A far more effective approach is to architect systems as a collection of small reusable components that can be combined to compose new digital solutions. The industry term for this is API first. Over a decade ago, Netflix realized API-first would be a key factor in managing their highly complex business. See if any of these features of their business environment sound familiar: 

  • Netflix sells its products to people with diverse needs and tastes
  • Their products typically require complex licensing agreements with third parties  
  • They face a highly regulated business environment with high levels of regional variation 

Netflix, like Amazon, recognized the importance of bringing copies of their data close to the customer early on. But, with API-first, they approached every business need by evaluating how they might "compose" the solution using APIs. This meant they could create new digital experiences without being shackled to large monolithic systems. 
Netflix was able to channel the creativity of their employees and vendors by empowering teams to work on features independently. For example, it supported the personalization of user experiences by building a growing library of machine learning (ML) models that power the Netflix recommendations framework. They did all this while supporting an explosion in the variety of desktop, mobile, and gaming devices their members can use.

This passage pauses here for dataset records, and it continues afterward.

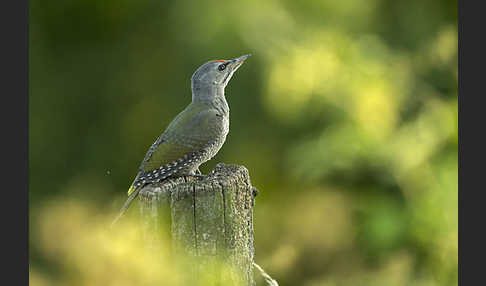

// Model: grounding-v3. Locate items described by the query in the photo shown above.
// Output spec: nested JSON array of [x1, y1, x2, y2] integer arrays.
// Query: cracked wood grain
[[139, 163, 255, 285]]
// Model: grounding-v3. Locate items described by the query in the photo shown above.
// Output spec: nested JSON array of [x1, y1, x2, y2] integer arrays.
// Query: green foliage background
[[29, 0, 458, 286]]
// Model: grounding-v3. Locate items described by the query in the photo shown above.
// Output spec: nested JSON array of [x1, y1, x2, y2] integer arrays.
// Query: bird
[[112, 54, 251, 226]]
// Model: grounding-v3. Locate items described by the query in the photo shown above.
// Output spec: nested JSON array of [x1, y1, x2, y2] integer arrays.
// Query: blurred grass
[[29, 0, 457, 286]]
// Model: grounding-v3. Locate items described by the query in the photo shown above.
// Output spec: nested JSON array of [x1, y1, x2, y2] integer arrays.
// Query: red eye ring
[[218, 64, 226, 71]]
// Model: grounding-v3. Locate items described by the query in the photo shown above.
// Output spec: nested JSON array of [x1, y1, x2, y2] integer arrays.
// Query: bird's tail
[[111, 185, 141, 227]]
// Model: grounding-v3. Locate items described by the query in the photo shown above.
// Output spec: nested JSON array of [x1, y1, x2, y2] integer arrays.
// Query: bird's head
[[191, 54, 250, 88]]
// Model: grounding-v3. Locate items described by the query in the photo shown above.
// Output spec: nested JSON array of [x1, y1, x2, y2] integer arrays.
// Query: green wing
[[142, 141, 193, 172]]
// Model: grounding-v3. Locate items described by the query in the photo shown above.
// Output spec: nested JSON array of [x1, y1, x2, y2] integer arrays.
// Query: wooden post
[[139, 163, 256, 286]]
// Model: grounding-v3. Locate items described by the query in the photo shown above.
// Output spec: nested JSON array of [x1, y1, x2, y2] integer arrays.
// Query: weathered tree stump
[[139, 163, 256, 285]]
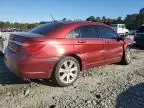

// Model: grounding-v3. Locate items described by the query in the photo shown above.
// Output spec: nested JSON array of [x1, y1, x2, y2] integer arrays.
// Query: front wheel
[[53, 56, 80, 87], [121, 47, 131, 65]]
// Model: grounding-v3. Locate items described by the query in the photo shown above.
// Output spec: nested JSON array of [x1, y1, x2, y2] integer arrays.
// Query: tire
[[121, 47, 131, 65], [52, 56, 80, 87]]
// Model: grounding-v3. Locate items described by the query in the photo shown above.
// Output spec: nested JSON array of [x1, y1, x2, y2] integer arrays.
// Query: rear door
[[99, 26, 123, 63], [66, 25, 104, 67]]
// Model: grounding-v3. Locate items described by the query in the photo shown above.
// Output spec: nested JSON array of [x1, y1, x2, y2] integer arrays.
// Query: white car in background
[[111, 24, 129, 36]]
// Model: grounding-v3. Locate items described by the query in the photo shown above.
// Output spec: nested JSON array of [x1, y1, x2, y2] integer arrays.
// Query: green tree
[[86, 16, 96, 22]]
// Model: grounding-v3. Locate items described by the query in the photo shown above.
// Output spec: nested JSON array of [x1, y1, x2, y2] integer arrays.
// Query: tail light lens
[[22, 42, 46, 52]]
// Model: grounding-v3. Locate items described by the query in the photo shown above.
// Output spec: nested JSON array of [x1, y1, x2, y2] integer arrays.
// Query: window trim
[[65, 25, 100, 39]]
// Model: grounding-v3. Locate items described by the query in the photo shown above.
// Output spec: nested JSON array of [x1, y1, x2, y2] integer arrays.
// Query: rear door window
[[67, 25, 99, 38], [29, 22, 63, 35], [98, 26, 118, 39]]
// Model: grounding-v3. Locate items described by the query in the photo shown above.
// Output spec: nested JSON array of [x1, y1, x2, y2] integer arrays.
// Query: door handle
[[78, 40, 86, 43]]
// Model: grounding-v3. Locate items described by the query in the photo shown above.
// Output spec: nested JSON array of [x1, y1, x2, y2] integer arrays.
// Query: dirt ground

Takeaway: Follow Netflix's example and take an API-first approach to creating digital experiences. Moving data to the edge is a first step. But with API-first, your internal employees, agents, vendors, and customers can quickly and easily build new solutions on top of those data structures.  

3. Build fault-tolerant real-time workflows

Your customers and agents describe a long list of problems when interacting digitally with life and annuity insurers - outdated and confusing interfaces, call centers and email instead of digital self-service options, lack of personalization, disparate and siloed systems, lack of real-time updates, and no "institutional memory." Sound familiar? 

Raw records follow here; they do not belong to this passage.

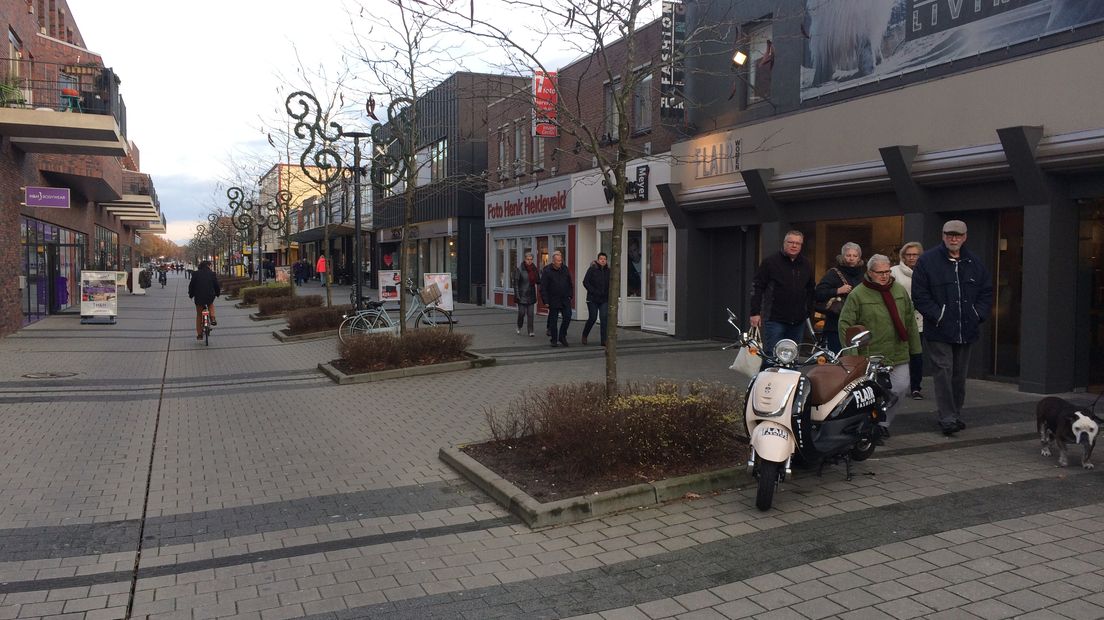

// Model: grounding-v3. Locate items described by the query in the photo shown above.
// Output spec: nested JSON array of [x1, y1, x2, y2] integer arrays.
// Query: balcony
[[0, 58, 127, 157]]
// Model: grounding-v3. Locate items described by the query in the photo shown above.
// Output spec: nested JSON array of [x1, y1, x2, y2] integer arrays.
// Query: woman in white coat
[[891, 242, 924, 400]]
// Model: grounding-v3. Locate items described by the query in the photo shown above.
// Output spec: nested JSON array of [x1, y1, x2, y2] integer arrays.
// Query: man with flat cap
[[912, 220, 992, 437]]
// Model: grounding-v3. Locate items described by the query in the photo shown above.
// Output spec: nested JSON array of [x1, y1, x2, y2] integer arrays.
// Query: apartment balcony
[[0, 58, 127, 157]]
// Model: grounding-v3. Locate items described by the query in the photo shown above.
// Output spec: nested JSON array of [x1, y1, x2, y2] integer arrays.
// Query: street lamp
[[285, 90, 413, 310], [226, 186, 291, 282]]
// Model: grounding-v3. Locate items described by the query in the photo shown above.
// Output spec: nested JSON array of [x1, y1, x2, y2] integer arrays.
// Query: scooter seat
[[805, 355, 867, 406]]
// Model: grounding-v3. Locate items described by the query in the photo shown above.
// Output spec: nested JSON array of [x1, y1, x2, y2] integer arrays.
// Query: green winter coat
[[839, 278, 921, 366]]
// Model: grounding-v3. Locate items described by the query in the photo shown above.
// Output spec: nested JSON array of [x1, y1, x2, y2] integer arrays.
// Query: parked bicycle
[[338, 279, 453, 342]]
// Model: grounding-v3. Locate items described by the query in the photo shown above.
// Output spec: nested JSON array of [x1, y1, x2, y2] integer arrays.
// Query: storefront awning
[[288, 224, 357, 243]]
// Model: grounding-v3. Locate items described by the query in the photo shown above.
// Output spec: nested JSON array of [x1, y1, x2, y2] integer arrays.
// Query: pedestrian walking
[[912, 220, 992, 437], [893, 242, 924, 400], [750, 231, 816, 352], [540, 250, 575, 346], [814, 242, 867, 353], [836, 254, 920, 437], [513, 252, 541, 338], [583, 252, 609, 346], [315, 253, 326, 287]]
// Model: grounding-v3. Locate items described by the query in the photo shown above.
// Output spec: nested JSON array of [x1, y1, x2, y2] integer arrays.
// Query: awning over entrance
[[288, 224, 355, 243]]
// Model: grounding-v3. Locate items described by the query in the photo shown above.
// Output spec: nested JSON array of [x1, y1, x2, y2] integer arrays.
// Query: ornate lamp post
[[285, 90, 412, 310], [226, 186, 291, 282]]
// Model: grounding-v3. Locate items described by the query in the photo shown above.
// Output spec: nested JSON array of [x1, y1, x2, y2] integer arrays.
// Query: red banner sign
[[533, 71, 560, 138]]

Dealing with all these systems without some form of orchestration is complicated. We can think of software microservices that support your digital experiences like musicians in an orchestra (e.g., a payment gateway). Your APIs are the scores that ensure communication between the musicians. But surprisingly, many software applications don't pay enough attention to the role of the conductor.  The conductor makes sure that the musicians perform the full score successfully. In digital experiences, we call this workflow. Workflow software decides when APIs are called, in what order, and what to do if an API call fails. Used skillfully, these workflow conductors can solve the problems we recapped above. 

Maxim Fateev and Samar Abbas worked for AWS in 2009 when they created the first version of Amazon's Simple Workflow (SWF) service. Then, in 2015, they came together at Uber to build a new open-source workflow platform called Cadence. This software handles all the various steps that must happen in a "fault-tolerant" manner from the instant you open your Uber app through when your trip is completed. This involves potentially hundreds of services - geolocation, routing, matching, communication, payment, and several machine learning models - almost as much complexity as the average e-app! Then, in 2019, they decided to leave Uber and launch a company called Temporal to create a more powerful version of Cadence. 

Takeaway: Learn from Uber and other digital innovators using Temporal's workflow engine (in full disclosure, that includes Sureify). You can deploy solutions that delight agents and customers while successfully navigating the complexities of your back-end systems. 

These ideas have shaped our digital experience products for the life and annuity industry. They operate as a set of three mutually supportive digital transformation strategies. Together, they can engage customers, attract distributors, and ultimately slash tens of billions of dollars from industry-wide budgets tied to legacy processes you'll no longer need.